Mr. Lelyveld retired a week before the terrorist attacks of Sept. 11, 2001, and coverage of the biggest story of the new century fell to his successor, Howell Raines, a hard-driving former political reporter and editor of the editorial page. Mr. Raines’s staff won a record seven Pulitzers in 2002, six for its 9/11 work. But a year later, The Times was hit by a scandal that led to an interim encore by Mr. Lelyveld.

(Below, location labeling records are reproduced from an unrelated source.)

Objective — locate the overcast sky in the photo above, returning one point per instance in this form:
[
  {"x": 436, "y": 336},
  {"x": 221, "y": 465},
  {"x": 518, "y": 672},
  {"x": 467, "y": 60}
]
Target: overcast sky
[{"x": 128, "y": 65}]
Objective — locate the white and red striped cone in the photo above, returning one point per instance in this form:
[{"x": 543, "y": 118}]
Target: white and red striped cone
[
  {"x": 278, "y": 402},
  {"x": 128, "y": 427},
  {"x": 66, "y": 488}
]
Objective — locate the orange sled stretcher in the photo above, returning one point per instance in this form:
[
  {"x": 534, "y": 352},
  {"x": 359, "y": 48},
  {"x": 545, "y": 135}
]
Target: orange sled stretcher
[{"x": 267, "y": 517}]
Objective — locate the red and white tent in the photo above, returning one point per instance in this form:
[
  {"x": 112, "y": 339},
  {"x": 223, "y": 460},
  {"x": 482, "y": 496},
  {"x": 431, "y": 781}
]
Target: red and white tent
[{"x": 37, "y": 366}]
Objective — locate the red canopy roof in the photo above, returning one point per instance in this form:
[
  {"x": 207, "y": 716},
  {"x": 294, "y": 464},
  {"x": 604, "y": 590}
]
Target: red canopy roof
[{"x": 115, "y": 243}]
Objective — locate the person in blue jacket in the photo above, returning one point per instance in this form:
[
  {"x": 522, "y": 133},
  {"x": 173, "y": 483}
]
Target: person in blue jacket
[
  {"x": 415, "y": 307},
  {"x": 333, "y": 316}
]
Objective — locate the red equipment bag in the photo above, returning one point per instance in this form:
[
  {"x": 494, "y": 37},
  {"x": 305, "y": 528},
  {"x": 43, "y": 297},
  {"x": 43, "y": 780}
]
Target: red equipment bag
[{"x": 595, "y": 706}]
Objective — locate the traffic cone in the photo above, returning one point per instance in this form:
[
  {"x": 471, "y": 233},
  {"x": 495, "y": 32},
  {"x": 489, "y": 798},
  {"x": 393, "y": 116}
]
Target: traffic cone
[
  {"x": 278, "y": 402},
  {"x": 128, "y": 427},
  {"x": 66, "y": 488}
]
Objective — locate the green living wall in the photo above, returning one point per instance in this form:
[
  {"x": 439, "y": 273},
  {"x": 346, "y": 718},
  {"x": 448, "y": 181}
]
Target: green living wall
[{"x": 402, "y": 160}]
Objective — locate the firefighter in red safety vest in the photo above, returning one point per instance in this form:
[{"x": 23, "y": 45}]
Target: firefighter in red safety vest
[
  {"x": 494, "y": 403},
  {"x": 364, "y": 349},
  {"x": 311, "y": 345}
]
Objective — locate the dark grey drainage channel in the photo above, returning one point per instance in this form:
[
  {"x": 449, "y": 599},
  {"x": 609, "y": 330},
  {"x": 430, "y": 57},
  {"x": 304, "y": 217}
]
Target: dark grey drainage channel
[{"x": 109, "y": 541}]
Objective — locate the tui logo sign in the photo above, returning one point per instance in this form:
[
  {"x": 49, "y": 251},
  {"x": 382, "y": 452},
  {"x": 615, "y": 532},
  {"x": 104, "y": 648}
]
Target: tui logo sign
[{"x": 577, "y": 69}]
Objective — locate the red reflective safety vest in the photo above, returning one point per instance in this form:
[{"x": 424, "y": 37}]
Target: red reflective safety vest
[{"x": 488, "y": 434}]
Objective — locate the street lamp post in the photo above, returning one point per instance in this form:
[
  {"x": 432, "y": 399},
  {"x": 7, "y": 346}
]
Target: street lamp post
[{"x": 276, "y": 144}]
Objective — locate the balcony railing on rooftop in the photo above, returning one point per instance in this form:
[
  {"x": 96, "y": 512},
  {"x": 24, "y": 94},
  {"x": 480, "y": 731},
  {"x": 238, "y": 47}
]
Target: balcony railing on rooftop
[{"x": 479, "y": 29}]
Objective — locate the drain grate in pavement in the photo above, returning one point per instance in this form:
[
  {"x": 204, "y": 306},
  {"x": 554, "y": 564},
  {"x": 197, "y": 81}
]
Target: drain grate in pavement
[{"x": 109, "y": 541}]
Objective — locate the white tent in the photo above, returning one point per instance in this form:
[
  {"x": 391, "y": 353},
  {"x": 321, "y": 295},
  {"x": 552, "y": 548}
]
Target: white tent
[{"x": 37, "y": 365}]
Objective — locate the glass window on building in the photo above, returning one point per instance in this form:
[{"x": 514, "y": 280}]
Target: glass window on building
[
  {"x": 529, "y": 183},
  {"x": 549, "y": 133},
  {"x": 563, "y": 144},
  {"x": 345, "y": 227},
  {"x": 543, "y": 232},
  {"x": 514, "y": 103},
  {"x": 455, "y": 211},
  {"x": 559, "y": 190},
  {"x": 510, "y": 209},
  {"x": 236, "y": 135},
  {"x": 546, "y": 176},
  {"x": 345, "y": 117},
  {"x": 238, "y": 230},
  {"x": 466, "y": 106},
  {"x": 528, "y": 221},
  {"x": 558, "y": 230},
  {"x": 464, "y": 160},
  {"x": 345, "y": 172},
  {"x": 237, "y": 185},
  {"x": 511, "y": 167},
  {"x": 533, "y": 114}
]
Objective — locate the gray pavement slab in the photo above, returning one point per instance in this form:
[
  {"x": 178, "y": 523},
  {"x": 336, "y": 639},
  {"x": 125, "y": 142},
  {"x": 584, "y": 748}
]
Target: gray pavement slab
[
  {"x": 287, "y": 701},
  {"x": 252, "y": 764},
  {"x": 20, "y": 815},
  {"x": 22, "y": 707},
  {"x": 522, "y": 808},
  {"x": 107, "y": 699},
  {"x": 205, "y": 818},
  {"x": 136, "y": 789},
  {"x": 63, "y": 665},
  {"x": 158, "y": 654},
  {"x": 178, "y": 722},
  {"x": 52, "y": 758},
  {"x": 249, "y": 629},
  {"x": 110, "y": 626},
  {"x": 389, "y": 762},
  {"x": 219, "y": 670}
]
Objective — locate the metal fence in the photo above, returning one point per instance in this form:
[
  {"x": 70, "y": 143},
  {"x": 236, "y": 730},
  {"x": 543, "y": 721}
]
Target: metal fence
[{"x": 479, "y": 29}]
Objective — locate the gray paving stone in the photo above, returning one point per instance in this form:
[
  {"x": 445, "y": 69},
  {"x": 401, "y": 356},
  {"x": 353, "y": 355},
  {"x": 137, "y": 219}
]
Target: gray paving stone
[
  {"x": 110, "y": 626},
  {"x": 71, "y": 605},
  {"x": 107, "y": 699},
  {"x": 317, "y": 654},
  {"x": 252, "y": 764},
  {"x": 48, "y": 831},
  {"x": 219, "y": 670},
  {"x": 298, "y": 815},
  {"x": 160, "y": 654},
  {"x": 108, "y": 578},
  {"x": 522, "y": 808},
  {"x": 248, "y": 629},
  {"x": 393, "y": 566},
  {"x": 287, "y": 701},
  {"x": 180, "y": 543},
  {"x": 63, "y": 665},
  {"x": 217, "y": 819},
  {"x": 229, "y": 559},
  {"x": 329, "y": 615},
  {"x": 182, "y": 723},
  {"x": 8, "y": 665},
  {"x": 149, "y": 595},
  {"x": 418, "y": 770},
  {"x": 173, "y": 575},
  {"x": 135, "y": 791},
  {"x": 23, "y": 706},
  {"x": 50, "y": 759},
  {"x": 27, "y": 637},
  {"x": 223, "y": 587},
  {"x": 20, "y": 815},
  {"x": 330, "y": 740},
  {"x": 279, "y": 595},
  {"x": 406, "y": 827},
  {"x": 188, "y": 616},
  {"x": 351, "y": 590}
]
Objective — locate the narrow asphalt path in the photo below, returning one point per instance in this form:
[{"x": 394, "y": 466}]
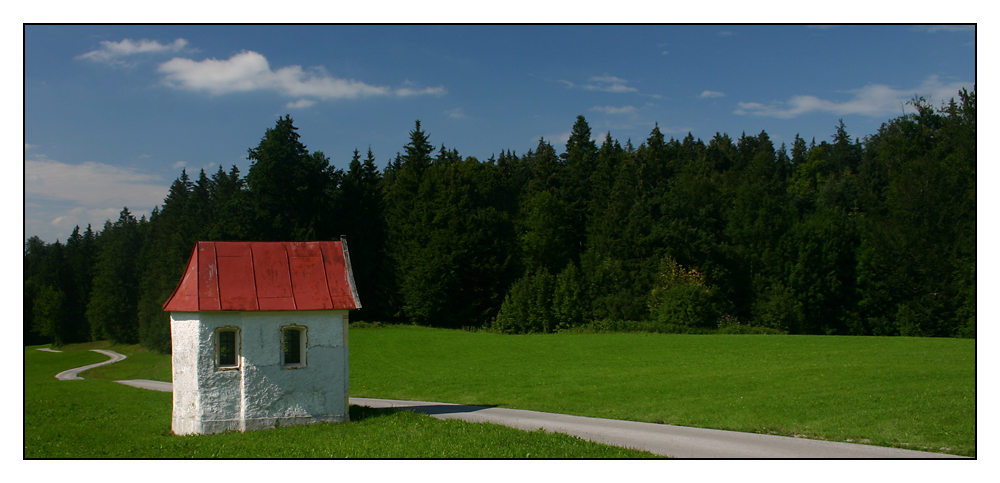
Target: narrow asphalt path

In June 2003, after weeks of anguish over disclosures of journalistic fraud and plagiarism by a reporter, Jayson Blair, and the resignations of Mr. Raines as executive editor and Gerald M. Boyd as managing editor, Mr. Lelyveld, at the behest of the publisher, Arthur Sulzberger Jr., returned to work to restore calm and credibility to the paper’s damaged reputation until a new leader could be named.
Traumatized by the scandal and exhausted by Mr. Raines’s demands for greater production, the staff largely welcomed the return of Mr. Lelyveld, who professed some reluctance, having embarked on a new career writing books and freelance articles. Six weeks later, Bill Keller, a columnist and former Times correspondent who had been Mr. Lelyveld’s managing editor and his choice as a successor, was named the executive editor.
“Joe ran a superb newsroom, and under him we produced a superb newspaper,” Mr. Sulzberger told Stephen J. Dubner for a 2005 profile of Mr. Lelyveld in New York magazine. “Under him we entered into the digital age, we broke circulation barriers, advertising barriers, won a plethora of awards. It was Joe who assembled the talent that’s now driving the paper forward. He was a damn fine editor.”
Mr. Lelyveld’s reputation as a journalist was secure long before he wrote “Move Your Shadow” (1985). Exploring ordeals and absurdities under South Africa’s apartheid system of racial separation, the book was based on his two reporting tours in Johannesburg, the first in 1965-66, when he was expelled after 11 months by a government displeased with his work, and a second from 1980 to 1983.